Sunday, 24 May 2009

A seventh woman?

Back to wonderful John Berger’s book ‘A seventh man’, its title stemming from a data that in 1973, in Germany and Britain every seventh manual worker was an immigrant. If any of you reading this can work out contemporary equivalent of women or men worker I’d be very grateful. I’ll try and gather the data too.

I've found this bit from Berger’s text inspiring:

“A friend came to see me in a dream. From far away. And I asked in the dream: ’Did you come by photograph or train’. All photographs are a form of transport and an expression of absence.”

With his words in mind I am looking at a photograph of one of the 'guest worker' women I interviewed and her friend, taken outside the dorm in Potsdamer Strasse, where they lived in the early 70’s (image above). Dorms were provided by their employers, a modest accommodation they shared with other women, sometimes up to seven women to a room (number seven again). They are leaning on the car, a beautiful Volkswagen Beatle, and I am trying to add colour in my mind to the black and white photograph. The Beatle looks white (or could it be yellow?) and new and shiny. Their dress could be green/blue/orange combination (on the left) and yellow (or white?) and dark blue on the right; the material was probably polyester or acrylic. I can imagine it making static electricity with each movement, so when they touched the car they got a small snap, a tiny bite to the top of their fingertips. I hear them laughing and then leaning on the car, hoping the owner won’t come too soon. I don’t imagine it to be their car. They would have arrived recently to West Berlin, and were saving all their money to send home. They probably felt a tinge of guilt for buying the beautiful dresses, maybe spending their second salary on it. The first one was sent home, with a message that they are fine, treated well, and that they are earning German marks now, their journey and separation from home justified.

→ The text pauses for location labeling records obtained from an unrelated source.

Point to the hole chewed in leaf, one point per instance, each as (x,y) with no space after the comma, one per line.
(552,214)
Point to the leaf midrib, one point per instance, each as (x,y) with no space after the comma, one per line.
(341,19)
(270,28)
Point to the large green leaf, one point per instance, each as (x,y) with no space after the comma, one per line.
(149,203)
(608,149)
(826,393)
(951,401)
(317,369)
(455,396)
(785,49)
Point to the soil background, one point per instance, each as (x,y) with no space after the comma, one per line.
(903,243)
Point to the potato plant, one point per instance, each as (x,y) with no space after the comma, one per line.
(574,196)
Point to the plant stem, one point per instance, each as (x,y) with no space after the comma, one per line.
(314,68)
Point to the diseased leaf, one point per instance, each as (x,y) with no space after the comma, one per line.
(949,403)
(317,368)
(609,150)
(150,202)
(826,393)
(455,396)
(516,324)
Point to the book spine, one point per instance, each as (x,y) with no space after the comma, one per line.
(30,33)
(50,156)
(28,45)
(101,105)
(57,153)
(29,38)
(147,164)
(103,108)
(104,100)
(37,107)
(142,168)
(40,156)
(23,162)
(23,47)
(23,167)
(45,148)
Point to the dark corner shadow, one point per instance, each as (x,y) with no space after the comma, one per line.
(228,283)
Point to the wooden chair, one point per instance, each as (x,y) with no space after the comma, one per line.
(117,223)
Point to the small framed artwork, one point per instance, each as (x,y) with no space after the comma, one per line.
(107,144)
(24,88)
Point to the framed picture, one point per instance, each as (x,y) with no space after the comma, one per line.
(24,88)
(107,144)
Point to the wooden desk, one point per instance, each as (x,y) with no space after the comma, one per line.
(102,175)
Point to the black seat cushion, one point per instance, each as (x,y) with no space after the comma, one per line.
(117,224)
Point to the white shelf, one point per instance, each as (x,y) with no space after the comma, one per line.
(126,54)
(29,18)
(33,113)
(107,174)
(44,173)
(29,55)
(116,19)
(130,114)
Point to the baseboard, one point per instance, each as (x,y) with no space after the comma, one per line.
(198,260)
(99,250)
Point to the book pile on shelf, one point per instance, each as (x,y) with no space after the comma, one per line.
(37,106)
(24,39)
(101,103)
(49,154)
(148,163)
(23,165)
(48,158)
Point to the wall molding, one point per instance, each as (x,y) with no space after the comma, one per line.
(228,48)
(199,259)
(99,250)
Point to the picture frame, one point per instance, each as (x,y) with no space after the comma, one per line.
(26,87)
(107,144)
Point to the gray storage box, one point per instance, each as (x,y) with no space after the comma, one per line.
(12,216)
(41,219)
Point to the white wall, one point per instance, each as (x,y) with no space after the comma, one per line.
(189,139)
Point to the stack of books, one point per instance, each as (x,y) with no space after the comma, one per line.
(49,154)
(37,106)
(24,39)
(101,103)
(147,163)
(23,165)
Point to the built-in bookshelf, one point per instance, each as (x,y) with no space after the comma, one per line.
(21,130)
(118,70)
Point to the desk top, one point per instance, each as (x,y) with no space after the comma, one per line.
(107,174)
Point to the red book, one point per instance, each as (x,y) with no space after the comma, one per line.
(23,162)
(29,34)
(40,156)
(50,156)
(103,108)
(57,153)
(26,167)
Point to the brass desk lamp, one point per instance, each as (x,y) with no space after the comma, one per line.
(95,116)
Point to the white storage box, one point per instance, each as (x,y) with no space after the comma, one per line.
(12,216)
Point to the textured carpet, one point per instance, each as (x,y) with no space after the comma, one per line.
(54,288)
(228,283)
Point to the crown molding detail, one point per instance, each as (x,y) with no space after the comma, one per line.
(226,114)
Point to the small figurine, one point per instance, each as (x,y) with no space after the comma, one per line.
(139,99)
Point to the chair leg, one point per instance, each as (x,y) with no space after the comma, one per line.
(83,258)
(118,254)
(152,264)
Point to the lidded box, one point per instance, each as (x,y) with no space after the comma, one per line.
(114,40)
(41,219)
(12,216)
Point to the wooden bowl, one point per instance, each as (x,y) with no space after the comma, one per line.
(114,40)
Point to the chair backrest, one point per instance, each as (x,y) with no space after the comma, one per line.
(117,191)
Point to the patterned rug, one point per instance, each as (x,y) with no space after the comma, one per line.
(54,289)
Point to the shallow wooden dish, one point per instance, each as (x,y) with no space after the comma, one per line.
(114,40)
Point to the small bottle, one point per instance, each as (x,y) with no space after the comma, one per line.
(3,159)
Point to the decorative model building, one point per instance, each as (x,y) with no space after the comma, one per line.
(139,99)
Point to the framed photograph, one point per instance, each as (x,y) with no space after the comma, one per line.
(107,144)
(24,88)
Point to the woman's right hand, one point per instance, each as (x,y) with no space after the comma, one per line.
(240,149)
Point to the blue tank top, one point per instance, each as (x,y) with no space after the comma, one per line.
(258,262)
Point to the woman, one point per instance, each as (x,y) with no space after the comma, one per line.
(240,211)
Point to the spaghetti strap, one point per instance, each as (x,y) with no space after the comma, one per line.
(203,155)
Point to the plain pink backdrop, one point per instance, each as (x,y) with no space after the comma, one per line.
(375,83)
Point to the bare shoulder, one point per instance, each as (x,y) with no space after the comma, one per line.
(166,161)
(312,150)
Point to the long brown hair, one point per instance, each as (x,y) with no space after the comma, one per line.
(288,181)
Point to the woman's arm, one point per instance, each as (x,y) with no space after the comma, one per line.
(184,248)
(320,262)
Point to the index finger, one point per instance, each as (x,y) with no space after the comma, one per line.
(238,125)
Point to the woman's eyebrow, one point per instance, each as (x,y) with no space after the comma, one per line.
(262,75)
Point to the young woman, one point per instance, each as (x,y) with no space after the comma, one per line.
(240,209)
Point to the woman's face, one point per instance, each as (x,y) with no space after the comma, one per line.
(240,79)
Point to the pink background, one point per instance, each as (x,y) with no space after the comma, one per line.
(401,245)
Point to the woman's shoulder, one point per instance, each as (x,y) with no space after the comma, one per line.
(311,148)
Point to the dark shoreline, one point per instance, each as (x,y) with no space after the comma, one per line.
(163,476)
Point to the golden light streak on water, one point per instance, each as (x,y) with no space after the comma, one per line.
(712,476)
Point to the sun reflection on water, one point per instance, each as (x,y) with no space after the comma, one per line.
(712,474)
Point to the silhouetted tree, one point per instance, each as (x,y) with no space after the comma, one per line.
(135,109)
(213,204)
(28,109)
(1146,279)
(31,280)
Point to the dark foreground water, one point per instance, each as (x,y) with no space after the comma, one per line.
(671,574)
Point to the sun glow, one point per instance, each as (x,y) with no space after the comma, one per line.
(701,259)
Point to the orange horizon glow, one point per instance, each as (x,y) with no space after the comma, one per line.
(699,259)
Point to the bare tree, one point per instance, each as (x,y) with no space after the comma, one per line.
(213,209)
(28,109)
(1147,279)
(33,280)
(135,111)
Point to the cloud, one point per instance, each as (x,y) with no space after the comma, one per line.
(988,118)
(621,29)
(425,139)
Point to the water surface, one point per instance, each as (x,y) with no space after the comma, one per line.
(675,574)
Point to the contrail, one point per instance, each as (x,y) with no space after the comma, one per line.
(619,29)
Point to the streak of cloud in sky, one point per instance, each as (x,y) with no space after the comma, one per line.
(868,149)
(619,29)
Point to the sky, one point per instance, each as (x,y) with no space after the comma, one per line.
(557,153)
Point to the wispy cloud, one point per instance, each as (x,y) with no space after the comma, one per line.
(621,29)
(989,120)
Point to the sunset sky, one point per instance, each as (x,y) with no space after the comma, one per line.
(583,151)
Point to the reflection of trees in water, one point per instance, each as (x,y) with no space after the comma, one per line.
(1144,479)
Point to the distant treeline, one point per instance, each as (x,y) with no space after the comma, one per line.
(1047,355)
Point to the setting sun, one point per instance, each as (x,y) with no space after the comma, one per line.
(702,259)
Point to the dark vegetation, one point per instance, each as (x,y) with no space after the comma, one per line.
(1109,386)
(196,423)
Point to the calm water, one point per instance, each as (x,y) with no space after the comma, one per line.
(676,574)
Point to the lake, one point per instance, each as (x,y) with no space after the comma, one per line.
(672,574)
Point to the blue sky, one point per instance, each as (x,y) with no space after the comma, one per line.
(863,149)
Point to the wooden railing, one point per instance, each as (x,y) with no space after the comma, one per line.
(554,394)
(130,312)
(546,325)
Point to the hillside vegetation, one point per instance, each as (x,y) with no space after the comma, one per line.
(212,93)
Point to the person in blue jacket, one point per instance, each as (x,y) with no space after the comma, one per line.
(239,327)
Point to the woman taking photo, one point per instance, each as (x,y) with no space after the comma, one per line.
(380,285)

Metaphorically, they arrived in this Beatle. Stories of wealth and new opportunities have certainly influenced and still have an impact on decisions to pack ones bag and set on a journey. They traveled in the back of the car, dreaming of a moment when they will be behind the steering wheel. And they arrived not only in 1970 but again in 2009, they came in the timeless Beatle into my own life, and into my own story of migration and travel. And now I see them looking at me, and images which are neither theirs nor mine are showing themselves to me. In this translation between their wor(l)ds and mine, a (hi)story is emerging and their absence from all these years is demanding presence. They are here, they have arrived.